US stepping up pressure on Beijing in South China Sea
Jan 27, 2022
Washington [US], January 27 : Amid military rivalry between Washington and Beijing in the South China Sea, the United States is demonstrating a growing appetite to challenge China's naval assertiveness in the area, according to media reports.
Asia Times reported that several Asia leaders had feared the US may pull back on its strong approach to China after Donald Trump was voted out of office, but the opposite has happened.

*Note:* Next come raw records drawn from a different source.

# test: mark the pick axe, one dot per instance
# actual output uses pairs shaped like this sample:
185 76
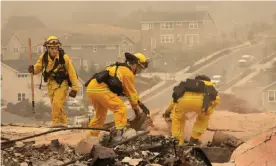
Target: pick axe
138 122
32 74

After Joe Biden's victory in the 2020 presidential elections, a degree of panic gripped a number of US allies in Asia.
Earlier this month, the USS Carl Vinson conducted five-day naval drills with the Essex Amphibious Ready Group (ARG) near the hotly disputed Spratly group of islands in the South China Sea, Asia Times reported on Wednesday.
The exercises kicked off two weeks earlier than last year, demonstrating a growing appetite in the Pentagon to challenge China's naval assertiveness in the area, it added.

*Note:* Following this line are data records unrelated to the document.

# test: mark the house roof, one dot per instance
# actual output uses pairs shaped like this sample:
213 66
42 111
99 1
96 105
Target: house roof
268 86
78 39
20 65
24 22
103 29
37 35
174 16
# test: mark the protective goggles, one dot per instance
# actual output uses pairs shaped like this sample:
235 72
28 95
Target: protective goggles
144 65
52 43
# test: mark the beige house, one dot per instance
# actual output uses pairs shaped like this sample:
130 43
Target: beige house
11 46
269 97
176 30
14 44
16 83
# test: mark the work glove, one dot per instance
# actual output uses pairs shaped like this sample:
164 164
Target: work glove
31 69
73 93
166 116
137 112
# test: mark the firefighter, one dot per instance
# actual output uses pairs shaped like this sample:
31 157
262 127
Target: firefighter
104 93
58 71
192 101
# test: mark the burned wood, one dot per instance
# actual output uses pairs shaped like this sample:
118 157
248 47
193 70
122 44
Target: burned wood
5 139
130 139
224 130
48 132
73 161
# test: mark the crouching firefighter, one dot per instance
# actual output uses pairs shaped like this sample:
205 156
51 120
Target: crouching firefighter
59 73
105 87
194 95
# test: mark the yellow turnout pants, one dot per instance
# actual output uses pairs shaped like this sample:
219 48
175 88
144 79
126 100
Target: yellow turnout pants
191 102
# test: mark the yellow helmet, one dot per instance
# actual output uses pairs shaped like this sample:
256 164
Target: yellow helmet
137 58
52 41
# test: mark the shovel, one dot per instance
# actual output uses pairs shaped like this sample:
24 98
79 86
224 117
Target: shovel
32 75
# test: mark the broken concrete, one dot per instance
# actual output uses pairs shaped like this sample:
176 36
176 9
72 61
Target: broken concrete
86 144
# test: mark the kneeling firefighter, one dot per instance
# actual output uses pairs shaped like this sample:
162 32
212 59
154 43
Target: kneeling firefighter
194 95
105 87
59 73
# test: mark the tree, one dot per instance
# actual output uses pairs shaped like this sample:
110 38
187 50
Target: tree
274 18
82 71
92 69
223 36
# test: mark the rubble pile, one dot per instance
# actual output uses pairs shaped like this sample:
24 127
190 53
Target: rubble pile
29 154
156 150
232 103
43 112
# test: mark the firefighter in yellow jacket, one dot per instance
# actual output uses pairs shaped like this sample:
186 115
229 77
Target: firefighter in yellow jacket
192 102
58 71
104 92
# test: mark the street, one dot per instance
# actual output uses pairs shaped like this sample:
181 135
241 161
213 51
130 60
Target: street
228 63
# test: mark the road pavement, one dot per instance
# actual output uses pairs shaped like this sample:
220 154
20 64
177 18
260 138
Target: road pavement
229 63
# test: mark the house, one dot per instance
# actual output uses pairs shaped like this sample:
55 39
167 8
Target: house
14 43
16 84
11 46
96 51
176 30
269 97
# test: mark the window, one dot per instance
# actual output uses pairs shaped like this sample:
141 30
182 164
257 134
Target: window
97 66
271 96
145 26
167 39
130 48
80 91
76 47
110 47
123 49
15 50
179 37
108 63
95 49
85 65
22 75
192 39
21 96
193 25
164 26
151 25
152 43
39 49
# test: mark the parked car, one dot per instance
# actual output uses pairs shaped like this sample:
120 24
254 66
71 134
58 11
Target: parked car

Beijing has been disputing for decades the status of a number of territories in the South China Sea to which it lays claim, primarily the Paracel and Spratly islands, and the Scarborough Shoal.

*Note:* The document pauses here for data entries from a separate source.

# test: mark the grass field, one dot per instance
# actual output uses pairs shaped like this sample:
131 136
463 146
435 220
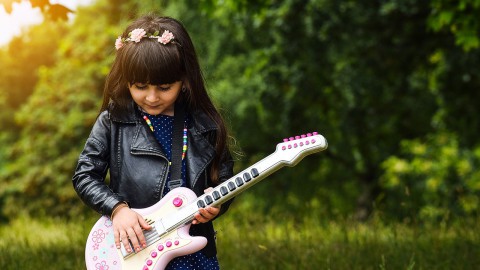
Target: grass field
261 243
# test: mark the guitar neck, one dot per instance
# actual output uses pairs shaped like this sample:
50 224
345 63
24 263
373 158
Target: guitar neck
288 153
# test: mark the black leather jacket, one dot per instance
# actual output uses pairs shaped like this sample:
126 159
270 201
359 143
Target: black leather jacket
124 145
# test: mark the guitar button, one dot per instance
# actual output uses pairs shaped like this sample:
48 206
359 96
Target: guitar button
247 177
177 202
208 199
224 191
254 172
231 186
239 181
216 195
201 204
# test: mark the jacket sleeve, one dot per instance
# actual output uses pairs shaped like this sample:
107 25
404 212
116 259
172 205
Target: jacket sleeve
225 173
93 164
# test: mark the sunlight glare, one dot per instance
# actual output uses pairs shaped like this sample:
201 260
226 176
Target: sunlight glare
22 16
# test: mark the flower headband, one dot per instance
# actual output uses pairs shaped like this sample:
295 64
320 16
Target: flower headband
137 34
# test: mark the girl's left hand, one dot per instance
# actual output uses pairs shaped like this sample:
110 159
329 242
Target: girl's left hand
206 214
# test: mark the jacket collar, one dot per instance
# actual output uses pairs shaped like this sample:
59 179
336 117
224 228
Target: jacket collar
199 120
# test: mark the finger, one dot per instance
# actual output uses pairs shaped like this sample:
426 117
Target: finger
125 242
117 239
213 210
133 238
141 238
144 224
202 216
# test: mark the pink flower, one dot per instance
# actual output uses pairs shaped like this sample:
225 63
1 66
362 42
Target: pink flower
118 43
166 37
137 34
102 266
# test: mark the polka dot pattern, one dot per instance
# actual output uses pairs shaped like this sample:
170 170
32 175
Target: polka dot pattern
163 130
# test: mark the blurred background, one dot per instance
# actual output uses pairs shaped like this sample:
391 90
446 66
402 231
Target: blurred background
393 85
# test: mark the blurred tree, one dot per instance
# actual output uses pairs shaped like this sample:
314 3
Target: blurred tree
49 10
374 77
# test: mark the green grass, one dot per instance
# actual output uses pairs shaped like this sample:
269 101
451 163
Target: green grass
267 243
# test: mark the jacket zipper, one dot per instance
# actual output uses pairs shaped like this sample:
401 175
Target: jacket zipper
164 180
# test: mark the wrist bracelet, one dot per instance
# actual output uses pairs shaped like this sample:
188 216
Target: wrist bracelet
120 205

China considers the Spratly archipelago to be its territory, despite the Hague-based Permanent Court of Arbitration ruling which said there was no legal basis for China's maritime claims.
On last Sunday, US aircraft carriers entered the SCS "to begin operations" amid heightened tensions arising between China and Taiwan.
The US Navy Carrier Strike Groups Carl Vinson and Abraham Lincoln will engage in operations aimed at strengthening maritime integrated-at-sea operations and combat readiness, according to a statement from the US Navy.
"Our ability to rapidly aggregate and work collectively alongside CSG 3, highlights the U.S. Navy's ability to deliver overwhelming maritime force, when called upon, to support a free and open Indo-Pacific region," Rear Admiral Dan Martin, commander of the strike group led by USS Carl Vinson, said in a statement.
Reiterating Washington's stand against China's "unlawful" maritime claims in the region, The acting US Deputy Assistant Secretary of State for Oceans, Fisheries, and Polar Affairs has said that China has not provided any legal basis for its claims in the South China Sea (SCS).
China's claim of a wide swathe of the South China Sea is inconsistent with the 1982 Law of the Sea Convention, according to the US State Department.